At the request of the testatrix, Da. Simplicia de los Santos, I signed.

For Simplicia de los Santos. Amando de Ocampo.

As a question of fact, the authenticity of the words "For Simplicia de los Santos," prefixed to the signature, is
impugned as not having been written at the time of the execution of the will.

And, as a question of law, it is claimed that the form of signing for the testatrix "At the request of the testatrix Da.
Simplicio de los Santos, I signed: Amando de Ocampo," is not in accordance with the requirements of the law.

Regarding the first question, the trial court concluded that "the posterior insertion of the words 'For Simplicia de los
Santos' cannot affect the validity of the will."

Therefore, it can be considered as nonexistent, and the other as the only fore of signature by the testatrix, the
authenticity of which has not been impugned or which the trial court admits as conclusive, and is only one taken
into account in its findings of fact.

Although the said words "For Simplicia de los Santos" be considered as inserted subsequently, which we neither
affirm nor deny, because a specific determination either way is unnecessary, in our opinion the signature for the
testatrix as if she signed the will, and also the signature of the witness who, at her request, wrote the name of the
testatrix and signed for her, affirming the truth of this fact, attested by the other witnesses then present. And this
fully complies with the provisions of section 618 of the Act.

With reference to the third assignment of error, the court below found:

. . . and the influence which, according to the adverse party, was exercised upon the testatrix by Father
Lupo is not shown.

While the rough copy of the will was being made, Father Lupo simply discussed with those who were
making the rough draft the question of the more appropriate use of some phrases in Pampango.

It is true that he went in and out of the room of the testatrix several times, and that from time to time he
showed a relic to her, but there is no evidence to indicate that Father Lupo influenced the testatrix directly
and caused her to be influenced in any way.

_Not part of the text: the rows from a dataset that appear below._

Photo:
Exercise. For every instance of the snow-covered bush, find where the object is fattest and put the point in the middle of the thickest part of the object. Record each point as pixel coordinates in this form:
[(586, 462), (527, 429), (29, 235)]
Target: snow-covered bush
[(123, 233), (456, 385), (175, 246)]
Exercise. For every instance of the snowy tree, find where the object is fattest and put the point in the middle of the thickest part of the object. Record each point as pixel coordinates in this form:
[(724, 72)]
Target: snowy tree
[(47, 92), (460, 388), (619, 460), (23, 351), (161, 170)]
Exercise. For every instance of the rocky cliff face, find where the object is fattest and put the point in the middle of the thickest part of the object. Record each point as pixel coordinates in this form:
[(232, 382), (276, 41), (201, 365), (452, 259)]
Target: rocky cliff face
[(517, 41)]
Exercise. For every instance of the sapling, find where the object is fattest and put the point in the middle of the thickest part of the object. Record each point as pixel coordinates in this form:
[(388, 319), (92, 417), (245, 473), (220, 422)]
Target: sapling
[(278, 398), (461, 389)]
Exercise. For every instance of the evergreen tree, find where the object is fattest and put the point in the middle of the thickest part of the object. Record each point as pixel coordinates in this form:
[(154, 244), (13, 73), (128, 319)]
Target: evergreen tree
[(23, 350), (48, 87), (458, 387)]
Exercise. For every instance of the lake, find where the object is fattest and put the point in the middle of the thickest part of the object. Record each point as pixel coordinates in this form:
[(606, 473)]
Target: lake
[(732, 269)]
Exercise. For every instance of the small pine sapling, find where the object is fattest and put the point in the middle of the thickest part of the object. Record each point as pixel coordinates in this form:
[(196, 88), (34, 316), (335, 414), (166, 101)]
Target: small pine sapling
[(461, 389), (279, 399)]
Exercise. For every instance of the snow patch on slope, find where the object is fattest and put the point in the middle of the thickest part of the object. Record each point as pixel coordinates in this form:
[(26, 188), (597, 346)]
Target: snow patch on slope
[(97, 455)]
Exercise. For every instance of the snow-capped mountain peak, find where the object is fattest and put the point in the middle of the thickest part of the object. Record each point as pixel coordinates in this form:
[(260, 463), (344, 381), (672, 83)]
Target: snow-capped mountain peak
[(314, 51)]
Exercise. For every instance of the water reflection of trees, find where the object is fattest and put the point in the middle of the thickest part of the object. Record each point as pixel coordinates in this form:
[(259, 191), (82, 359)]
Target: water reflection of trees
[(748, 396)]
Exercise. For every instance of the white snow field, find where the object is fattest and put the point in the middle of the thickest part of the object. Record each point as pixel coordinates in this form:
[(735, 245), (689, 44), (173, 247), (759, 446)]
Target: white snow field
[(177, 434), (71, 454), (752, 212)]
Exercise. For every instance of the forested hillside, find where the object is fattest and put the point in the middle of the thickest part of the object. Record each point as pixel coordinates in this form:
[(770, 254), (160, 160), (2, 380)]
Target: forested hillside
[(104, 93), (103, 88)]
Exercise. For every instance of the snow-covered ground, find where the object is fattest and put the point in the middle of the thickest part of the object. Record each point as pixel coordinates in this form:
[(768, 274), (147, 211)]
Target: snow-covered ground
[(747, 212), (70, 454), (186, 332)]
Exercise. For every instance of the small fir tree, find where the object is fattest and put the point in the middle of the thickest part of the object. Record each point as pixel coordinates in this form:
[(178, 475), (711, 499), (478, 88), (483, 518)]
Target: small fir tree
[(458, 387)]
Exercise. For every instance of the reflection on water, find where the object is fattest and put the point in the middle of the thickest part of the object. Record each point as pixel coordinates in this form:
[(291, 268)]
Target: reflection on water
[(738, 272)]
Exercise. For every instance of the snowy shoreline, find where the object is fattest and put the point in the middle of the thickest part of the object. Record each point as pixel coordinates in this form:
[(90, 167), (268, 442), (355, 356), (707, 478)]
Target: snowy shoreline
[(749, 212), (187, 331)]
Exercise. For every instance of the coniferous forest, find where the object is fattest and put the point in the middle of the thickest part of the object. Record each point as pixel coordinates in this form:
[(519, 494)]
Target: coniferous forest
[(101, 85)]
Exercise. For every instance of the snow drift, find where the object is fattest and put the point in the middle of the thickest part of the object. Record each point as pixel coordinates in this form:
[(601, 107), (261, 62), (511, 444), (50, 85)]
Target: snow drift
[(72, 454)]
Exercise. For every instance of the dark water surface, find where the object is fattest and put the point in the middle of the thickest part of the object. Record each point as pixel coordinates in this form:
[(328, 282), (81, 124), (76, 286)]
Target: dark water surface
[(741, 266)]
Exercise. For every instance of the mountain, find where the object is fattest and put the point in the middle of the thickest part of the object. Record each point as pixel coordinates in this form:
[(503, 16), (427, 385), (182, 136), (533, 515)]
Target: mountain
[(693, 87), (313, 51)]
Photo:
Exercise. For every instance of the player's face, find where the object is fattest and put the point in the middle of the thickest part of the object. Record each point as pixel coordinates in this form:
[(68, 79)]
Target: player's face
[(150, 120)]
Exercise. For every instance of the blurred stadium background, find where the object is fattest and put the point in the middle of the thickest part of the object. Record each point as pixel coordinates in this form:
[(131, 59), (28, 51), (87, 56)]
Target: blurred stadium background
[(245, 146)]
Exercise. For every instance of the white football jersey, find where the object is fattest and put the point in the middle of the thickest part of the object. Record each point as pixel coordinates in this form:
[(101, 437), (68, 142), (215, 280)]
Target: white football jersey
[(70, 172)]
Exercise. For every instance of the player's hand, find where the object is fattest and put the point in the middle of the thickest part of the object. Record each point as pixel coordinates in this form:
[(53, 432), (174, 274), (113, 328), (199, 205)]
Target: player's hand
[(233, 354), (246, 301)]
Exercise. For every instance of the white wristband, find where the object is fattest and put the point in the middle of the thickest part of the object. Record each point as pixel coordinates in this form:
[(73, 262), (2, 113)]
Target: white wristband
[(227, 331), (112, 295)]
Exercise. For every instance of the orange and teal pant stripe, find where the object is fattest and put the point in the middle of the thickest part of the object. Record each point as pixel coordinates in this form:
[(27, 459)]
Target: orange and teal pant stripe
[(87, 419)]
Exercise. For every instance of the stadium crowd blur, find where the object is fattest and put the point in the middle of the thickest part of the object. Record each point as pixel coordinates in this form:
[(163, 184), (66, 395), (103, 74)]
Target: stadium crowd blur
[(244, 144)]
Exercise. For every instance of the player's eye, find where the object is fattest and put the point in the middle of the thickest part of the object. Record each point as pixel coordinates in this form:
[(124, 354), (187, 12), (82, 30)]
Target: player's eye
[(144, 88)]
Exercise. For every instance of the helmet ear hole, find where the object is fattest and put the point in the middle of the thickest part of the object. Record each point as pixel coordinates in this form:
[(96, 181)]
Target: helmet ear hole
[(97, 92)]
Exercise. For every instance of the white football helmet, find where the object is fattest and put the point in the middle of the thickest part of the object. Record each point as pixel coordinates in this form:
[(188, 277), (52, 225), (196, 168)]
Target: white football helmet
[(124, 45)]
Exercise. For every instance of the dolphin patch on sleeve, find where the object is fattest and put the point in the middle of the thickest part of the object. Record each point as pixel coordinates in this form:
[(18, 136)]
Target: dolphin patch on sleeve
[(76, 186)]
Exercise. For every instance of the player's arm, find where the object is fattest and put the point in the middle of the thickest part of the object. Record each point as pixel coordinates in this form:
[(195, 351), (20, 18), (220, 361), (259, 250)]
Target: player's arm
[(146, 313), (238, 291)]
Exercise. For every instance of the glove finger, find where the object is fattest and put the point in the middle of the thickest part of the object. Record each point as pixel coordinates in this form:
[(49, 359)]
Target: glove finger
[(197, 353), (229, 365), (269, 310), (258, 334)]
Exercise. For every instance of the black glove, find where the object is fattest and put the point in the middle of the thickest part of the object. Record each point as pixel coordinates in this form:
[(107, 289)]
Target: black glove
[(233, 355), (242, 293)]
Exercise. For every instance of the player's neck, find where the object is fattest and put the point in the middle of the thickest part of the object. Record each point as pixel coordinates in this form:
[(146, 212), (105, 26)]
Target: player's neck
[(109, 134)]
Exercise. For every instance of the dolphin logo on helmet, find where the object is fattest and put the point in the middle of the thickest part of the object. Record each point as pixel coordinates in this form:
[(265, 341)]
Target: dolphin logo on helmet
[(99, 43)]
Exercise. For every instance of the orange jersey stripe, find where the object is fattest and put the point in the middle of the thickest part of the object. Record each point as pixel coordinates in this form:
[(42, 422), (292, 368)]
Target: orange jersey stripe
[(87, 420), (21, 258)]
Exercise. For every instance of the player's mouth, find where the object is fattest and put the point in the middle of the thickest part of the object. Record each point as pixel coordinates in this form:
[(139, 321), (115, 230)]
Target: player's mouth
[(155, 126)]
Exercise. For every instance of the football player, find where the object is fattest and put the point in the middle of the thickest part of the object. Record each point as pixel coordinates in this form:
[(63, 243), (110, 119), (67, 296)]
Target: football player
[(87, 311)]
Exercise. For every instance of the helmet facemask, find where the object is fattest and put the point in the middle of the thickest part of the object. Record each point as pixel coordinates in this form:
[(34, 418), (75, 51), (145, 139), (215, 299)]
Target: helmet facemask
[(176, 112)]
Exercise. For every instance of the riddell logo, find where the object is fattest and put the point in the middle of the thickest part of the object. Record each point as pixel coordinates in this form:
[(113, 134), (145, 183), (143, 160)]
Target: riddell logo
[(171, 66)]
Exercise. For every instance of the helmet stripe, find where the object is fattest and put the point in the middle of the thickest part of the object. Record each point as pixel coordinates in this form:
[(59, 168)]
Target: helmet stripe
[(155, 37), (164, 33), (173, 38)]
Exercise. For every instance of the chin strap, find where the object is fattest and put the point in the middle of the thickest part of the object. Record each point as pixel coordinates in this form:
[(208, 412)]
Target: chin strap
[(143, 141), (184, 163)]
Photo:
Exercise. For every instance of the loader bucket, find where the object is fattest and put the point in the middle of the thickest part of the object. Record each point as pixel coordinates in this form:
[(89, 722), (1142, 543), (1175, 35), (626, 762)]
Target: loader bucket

Against this finding of fact, based upon the preponderance of the evidence as weighed by the trial court, we find no
reason or ground for deciding this question of fact in any other way. We find no data showing that the person above
mentioned directly influenced the provisions of the will; that such is the illegal and improper influence which the
law condemns as overcoming that freedom by which the last will of a man must be expressed.

The judgment appealed from is hereby affirmed, with the costs of this instance against the appellant. So ordered.

Torres, Johnson, Carson and Moreland, JJ., concur.